Easier Problem Solving
Whether students face issues in their coursework or their day-to-day activities, if they don’t communicate it to their family or teachers, it can lead to poor academic performance. But when relationships are strong, students don’t hesitate to ask questions.
If students know that their teachers and parents are a team and are on their side no matter what, they will have the confidence to overcome obstacles and ask for help when need be.
Communication is a social skill that is passively learned. Students rely on their active environment to observe how their peers and elders communicate. If they see a positive link between home and school through well-developed communication channels, they are sure to absorb it and learn from it. This helps them have successful interactions with their classmates, teachers, and parents.

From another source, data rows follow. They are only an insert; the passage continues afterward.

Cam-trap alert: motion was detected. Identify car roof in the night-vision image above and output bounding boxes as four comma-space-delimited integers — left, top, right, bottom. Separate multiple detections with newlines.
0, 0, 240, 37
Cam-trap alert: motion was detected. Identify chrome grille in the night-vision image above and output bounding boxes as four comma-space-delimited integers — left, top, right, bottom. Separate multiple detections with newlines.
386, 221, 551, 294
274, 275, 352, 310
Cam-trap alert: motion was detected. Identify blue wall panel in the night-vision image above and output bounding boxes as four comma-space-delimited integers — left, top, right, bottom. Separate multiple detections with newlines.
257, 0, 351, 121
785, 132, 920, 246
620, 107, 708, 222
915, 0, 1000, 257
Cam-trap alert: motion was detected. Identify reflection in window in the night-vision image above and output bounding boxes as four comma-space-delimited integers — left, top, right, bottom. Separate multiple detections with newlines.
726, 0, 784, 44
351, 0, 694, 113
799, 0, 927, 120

When a student scores well in a test, wins an award, or gets accepted into a college, it’s because their teachers and parents worked hard to provide a conducive environment to help the student thrive.
Parents and teachers need to collaborate and celebrate their success because it motivates them to do better in the future. And this can only happen if parents and teachers are on good communication terms with each other.
Communication Strategies For Teachers
Teachers must understand that parents can serve as a valuable asset in their children’s learning process. If you cultivate a meaningful relationship with your students’ families, you will gain added cooperation and better academic success. So, here are some ways you can reach out to parents to build a relationship with them.
The first thing to do is develop a system that you can use to keep your communication with parents consistent. Whether sending weekly progress reports or a journal with daily highlights or take-home homework handouts, the system must be effective and unvarying. You can also share monthly announcements on student progress to keep the parents in the loop.
One great way to streamline communication with parents and students is to clearly outline what is expected in the classroom. At the beginning of the school year, teachers should send these expectations and practices to the students’ families for clarity. This approach of committing to systems and communicating them clearly will help both parents and students trust the teachers better.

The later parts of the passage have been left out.